Bahuguna, J., Ravindran, B., and Krishna, K. M. (2009) "MDP based Active Localization for Multiple Robots". In the Proceedings of the Fifth Annual IEEE Conference on Automation Science and Engineering (CASE 2009), pp. 635-640. IEEE Press.

ABSTRACT

In environments with identical features, the global localization of a robot, might result in multiple hypotheses of its location. If the situation is extrapolated to multiple robots, it results in multiple hypotheses for multiple robots. The localization is facilitated if the robots are actively guided towards locations where it can use other robots as well as learning technique for the above process of active localization of multiple robots by co-operation.

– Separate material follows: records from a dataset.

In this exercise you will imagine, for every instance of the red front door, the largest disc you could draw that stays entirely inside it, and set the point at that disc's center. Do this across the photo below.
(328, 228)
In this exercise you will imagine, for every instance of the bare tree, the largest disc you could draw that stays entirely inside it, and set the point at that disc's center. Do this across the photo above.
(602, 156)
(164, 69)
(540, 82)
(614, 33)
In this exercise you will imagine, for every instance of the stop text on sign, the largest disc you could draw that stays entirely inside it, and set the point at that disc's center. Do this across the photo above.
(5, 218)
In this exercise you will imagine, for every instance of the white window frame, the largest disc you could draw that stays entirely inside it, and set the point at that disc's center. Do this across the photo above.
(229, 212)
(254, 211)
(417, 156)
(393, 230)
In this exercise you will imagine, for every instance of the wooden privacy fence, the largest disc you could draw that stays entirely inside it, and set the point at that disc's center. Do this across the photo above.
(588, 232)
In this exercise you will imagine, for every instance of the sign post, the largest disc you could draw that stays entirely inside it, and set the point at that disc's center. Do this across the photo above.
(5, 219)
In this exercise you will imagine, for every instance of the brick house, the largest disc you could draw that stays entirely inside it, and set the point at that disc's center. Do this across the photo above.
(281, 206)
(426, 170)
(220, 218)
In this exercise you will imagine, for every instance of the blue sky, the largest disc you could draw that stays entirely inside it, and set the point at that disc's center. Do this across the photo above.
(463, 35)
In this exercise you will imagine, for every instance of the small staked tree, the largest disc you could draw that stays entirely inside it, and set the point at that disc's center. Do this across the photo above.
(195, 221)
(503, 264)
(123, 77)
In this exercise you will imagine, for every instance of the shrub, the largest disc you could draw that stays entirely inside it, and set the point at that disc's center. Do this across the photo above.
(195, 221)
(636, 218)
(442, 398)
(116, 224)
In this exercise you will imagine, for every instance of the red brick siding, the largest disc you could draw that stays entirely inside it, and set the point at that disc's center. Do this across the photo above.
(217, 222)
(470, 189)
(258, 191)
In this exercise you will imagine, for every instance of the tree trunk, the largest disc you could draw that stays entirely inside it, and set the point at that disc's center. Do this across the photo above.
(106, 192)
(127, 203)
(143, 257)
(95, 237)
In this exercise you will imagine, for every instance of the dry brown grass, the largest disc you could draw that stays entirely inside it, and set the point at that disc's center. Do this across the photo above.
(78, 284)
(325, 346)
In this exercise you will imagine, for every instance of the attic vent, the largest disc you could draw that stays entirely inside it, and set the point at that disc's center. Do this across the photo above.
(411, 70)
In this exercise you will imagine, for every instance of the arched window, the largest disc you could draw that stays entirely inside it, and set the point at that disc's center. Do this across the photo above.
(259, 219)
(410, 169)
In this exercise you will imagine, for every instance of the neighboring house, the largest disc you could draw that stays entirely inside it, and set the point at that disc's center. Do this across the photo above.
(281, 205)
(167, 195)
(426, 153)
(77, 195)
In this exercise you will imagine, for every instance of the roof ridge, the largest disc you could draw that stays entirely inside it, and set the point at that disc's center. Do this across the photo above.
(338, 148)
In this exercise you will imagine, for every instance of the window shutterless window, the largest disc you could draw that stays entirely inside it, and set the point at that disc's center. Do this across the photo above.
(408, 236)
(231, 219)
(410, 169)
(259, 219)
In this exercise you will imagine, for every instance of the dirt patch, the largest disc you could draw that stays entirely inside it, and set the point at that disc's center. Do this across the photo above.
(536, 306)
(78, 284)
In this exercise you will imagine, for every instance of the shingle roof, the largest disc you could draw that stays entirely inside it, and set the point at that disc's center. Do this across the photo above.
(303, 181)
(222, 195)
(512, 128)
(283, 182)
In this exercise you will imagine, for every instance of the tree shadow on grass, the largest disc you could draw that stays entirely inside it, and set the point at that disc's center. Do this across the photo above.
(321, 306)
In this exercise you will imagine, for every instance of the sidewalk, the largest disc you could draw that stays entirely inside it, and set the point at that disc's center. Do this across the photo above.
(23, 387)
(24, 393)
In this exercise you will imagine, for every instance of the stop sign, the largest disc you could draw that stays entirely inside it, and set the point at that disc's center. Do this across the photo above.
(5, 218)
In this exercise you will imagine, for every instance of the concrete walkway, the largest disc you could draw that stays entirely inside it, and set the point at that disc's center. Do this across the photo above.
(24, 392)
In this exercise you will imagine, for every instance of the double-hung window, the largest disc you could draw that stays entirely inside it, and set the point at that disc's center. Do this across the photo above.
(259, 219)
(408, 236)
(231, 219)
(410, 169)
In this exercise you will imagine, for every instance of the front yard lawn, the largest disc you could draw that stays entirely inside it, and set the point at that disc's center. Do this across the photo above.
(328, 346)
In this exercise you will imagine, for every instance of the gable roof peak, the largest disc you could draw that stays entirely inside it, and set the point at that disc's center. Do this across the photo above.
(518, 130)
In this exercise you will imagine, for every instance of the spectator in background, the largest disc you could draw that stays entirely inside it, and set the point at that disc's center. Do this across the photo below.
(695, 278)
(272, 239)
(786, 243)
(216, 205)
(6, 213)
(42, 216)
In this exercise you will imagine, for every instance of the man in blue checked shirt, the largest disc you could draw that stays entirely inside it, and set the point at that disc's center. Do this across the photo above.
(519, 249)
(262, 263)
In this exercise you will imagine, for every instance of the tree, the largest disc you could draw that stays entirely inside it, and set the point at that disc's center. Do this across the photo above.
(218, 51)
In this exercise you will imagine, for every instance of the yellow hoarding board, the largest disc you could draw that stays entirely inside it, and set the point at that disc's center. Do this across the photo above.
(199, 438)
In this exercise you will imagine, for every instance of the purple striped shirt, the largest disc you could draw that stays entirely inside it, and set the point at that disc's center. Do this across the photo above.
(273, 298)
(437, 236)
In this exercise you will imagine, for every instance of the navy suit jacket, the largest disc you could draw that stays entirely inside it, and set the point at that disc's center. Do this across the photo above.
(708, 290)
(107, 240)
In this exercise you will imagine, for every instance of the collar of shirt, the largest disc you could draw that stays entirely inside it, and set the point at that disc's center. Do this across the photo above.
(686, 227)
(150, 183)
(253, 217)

An MDP framework is used for learning the task, over a semi-decentralized team of robots hereby maintaining a bounded complexity as opposed to various multi-agent learning techniques, which scale exponentially with the increase in the number of robots.

Swapna Raj, P. and Ravindran, B. (2008) "Personalized Web-page Rendering System". In the Proceedings of the Fourteenth International Conference on Management of Data (COMAD), pp. 30-39.

ABSTRACT

Personalized rendering of web pages gives the users greater control to view only what they prefer. The goal of this work is to provide a tool that will let users customize the content on the pages. Our proposed model architecture learns user preferences through interaction and eventually learns to block content that is not of interest, or is offensive, to the user. This learning from interaction is achieved through a combination of reinforcement learning and data mining techniques. In this paper we look at customizing the rendering of advertisements. We provide the user a tool that customizes itself to their preferences, and blocks irrelevant advertisements and allow only those that are of interest to the user. We also demonstrate empirically that our tool customizes itself to hypothetical hand crafted users.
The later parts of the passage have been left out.